The stranger who sits himself on the next bench has the look of the ancient mariner about him. Admittedly he has no albatross around his neck but he does have the requisite Naval full set, weather-beaten features and lugubrious countenance. He too has come to watch the boats but I suspect from a different perspective. He will know the ropes. He will know how to send a shot across the bows. He will be able to fathom it out. He will have stories about keel hauling and splicing the mainbrace. Here is an old sea-dog for sure. I can’t help but be reminded of Coleridge’s perennial narrative verse.

Coleridge doesn’t appear to have been in the navy and he wouldn’t have had the internet at the time of his writing. Yet there is a wealth of nautical detail in the poem. I wonder how he did his research for The Ancient Mariner. There are many seafaring expressions you would not expect a layman to know. Perhaps as a young man, he sat on this very seat or one like it while a salty dog with craggy features like the one sitting beside me now regaled him with apocryphal tales of the seven seas. The main difference perhaps might be that the stories Coleridge heard would be of pirates plundering sailing ships while the tales I might expect from my man may not feature barquentines and square riggers very much.

It looks as though I am about to find out. The old sea-dog has moved in closer. Surprisingly though, he wants to talk about cats. Although I am a little disappointed that he is not going to tell me about his adventures on the high seas, I do know a lot about cats. Marissa and I have six of them. I understand perfectly where he is coming from when he tells me that he likes to talk to his cat. I find myself talking to ours too, especially Mungojerrie and Rumpleteazer. But, it would freak me out if they were to speak to me as his cat apparently does. He tells me his cat is called Polly. Polly would be way down the list of popular cat names. I begin to wonder if perhaps Polly is a parrot and he is confusing cats and parrots. I try to explain the difference.

Parrots are usually brightly coloured and they sit on a perch and eat nuts,’ I say. ‘Cats are furry and like to sit in front of the fire.’

He seems grateful that I have pointed this out and this steers the conversation neatly on to trains. He tells me he likes travelling by train and I agree that it is a good way to get about. I tell him if I’m going on a long journey, I often take the train rather than drive. Motorways are hell during the summer months. He begins to tell me about a train he took recently to New York. I don’t like to interrupt his flow but I can’t help thinking a transatlantic train is a little unusual. More likely it was a plane he went on or perhaps an ocean liner. Looking him up and down again, I would say that a cruise across the Atlantic is probably favourite. After all, he does have the look of the ancient mariner about him. Might I, at last, I find out something about life on the ocean waves?

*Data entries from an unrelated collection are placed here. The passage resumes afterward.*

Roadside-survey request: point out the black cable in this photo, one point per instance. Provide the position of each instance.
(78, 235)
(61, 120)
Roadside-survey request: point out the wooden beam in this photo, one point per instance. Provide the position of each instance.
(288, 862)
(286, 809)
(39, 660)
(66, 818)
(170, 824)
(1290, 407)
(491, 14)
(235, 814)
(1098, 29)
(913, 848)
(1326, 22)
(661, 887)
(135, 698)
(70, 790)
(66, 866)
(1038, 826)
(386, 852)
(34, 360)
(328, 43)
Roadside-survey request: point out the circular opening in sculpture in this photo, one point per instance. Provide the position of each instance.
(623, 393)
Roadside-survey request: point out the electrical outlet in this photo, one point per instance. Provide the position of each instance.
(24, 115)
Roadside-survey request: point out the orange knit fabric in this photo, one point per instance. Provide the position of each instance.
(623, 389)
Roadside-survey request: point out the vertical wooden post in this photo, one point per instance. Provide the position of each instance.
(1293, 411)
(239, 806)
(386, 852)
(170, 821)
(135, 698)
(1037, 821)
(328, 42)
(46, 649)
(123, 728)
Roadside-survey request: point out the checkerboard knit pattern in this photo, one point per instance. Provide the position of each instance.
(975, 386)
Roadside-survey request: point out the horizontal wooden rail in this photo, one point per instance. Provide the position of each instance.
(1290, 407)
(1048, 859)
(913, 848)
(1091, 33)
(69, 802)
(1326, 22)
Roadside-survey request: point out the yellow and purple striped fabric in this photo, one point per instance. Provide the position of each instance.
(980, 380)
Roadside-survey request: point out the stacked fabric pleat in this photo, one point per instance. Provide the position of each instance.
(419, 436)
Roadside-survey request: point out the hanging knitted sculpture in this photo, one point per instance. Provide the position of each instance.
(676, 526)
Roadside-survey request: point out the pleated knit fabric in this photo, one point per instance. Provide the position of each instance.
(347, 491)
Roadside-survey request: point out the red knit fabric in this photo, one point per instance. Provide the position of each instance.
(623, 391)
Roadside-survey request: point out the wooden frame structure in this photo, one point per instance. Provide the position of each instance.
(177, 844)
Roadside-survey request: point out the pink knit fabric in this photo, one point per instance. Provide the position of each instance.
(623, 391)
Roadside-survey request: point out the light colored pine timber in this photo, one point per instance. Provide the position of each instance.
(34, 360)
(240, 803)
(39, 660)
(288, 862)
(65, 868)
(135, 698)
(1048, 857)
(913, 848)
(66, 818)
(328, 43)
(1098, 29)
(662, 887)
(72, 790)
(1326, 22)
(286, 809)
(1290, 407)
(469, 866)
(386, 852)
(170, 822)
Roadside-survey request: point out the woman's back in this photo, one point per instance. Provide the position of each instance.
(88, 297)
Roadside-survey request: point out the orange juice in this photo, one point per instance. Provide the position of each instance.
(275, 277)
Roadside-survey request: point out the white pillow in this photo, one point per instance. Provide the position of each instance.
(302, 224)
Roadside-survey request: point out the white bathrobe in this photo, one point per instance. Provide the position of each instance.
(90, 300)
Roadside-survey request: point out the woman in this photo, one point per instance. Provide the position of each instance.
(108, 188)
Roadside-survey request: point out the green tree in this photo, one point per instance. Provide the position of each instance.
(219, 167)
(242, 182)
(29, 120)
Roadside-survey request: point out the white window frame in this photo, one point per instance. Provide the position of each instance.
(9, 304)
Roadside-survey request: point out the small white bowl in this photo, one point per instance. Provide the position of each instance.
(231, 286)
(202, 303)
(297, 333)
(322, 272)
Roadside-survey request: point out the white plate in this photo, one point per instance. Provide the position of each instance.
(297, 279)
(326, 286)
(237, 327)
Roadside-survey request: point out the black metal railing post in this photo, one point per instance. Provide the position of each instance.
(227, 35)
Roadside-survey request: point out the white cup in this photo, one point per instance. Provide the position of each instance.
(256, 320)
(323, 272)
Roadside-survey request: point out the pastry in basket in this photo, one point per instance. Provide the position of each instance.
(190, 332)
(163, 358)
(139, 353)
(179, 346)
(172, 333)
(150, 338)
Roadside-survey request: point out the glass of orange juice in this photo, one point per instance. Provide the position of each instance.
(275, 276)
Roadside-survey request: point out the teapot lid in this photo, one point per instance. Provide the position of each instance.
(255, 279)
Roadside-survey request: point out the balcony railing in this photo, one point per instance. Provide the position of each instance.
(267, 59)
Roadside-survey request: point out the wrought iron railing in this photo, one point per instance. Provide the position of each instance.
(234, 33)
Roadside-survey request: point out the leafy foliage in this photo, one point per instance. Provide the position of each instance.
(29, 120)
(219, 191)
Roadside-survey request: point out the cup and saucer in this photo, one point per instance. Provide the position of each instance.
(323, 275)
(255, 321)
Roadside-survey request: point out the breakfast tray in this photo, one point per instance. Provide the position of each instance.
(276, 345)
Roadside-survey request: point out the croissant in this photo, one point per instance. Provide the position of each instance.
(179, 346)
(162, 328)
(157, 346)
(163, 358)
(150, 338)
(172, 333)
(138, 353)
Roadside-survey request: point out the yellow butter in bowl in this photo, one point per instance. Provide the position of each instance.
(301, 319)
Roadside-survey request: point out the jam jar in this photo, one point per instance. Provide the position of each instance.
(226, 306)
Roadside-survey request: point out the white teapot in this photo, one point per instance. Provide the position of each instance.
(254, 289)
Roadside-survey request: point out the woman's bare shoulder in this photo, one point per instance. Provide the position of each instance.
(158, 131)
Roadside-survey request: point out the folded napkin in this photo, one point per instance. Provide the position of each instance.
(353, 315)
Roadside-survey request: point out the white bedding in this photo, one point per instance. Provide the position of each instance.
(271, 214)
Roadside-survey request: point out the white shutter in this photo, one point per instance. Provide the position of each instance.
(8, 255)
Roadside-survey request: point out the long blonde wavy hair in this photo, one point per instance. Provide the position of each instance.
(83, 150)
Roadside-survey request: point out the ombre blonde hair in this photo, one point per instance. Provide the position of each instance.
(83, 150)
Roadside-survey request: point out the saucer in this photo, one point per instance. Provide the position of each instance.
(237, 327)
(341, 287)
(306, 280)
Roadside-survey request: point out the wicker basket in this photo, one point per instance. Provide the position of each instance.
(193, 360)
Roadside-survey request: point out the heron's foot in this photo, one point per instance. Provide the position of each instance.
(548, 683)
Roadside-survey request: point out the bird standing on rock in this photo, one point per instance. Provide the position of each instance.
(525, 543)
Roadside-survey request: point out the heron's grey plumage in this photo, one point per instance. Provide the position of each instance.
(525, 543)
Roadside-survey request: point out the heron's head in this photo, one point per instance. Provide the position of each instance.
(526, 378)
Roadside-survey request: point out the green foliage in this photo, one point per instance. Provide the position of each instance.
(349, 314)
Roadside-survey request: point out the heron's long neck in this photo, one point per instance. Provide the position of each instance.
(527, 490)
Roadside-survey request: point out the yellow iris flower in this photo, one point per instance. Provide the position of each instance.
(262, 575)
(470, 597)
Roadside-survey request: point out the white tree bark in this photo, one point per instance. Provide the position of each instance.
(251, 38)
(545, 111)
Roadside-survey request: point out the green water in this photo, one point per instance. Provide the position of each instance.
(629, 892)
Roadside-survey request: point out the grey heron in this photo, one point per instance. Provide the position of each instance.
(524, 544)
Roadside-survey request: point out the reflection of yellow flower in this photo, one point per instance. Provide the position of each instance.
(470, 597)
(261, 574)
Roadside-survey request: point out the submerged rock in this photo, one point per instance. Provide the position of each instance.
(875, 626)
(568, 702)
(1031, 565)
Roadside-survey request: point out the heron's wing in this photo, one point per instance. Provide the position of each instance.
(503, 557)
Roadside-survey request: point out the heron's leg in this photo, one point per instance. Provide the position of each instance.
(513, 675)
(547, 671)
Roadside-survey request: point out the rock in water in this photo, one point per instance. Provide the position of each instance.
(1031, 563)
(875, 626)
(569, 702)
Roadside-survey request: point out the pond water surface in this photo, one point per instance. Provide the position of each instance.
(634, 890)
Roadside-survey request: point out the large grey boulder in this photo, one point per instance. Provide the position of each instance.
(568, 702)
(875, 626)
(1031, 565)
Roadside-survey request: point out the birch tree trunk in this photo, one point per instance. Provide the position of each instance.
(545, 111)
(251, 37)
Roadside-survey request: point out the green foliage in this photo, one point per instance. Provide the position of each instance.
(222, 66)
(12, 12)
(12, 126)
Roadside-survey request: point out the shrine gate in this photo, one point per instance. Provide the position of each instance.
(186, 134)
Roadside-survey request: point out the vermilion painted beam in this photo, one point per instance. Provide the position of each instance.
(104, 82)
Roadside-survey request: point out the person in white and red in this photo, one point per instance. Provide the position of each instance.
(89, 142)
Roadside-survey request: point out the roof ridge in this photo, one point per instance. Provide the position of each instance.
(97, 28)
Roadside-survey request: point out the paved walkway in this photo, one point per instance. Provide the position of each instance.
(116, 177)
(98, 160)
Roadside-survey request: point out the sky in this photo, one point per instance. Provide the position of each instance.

How long did the journey take?’ I ask in the hope that he will want to share his experiences from ten days or so at sea.

Around seven hours,’ he says.

Ah!’ I say. ‘That is quite quick. For a train, I mean.’

I never drink during the day. Not since …… well, not for a long time now. Rum is not my favourite tipple anyway so I forgo the proffered pick-me-up, a half-bottle of Lambs Navy. The conversation moves on to West Ham United’s problems in defence. We agree the blame rests mostly with the new manager. I mention that Millwall F.C. are doing better lately. I point out that Millwall is in the heart of what was once London’s docklands in the hope it might jolt his maritime memory. The prompt sails past him.

While the boats in the harbour come and go, we talk instead about saxophones, doppelgängers and past lives. The bottle is now empty. The mystery man bids me farewell and lurches off in the direction of The Smugglers Arms. Is that a sea shanty he is singing?

I return to my meditation. I still have a lot to learn about boats and seafaring.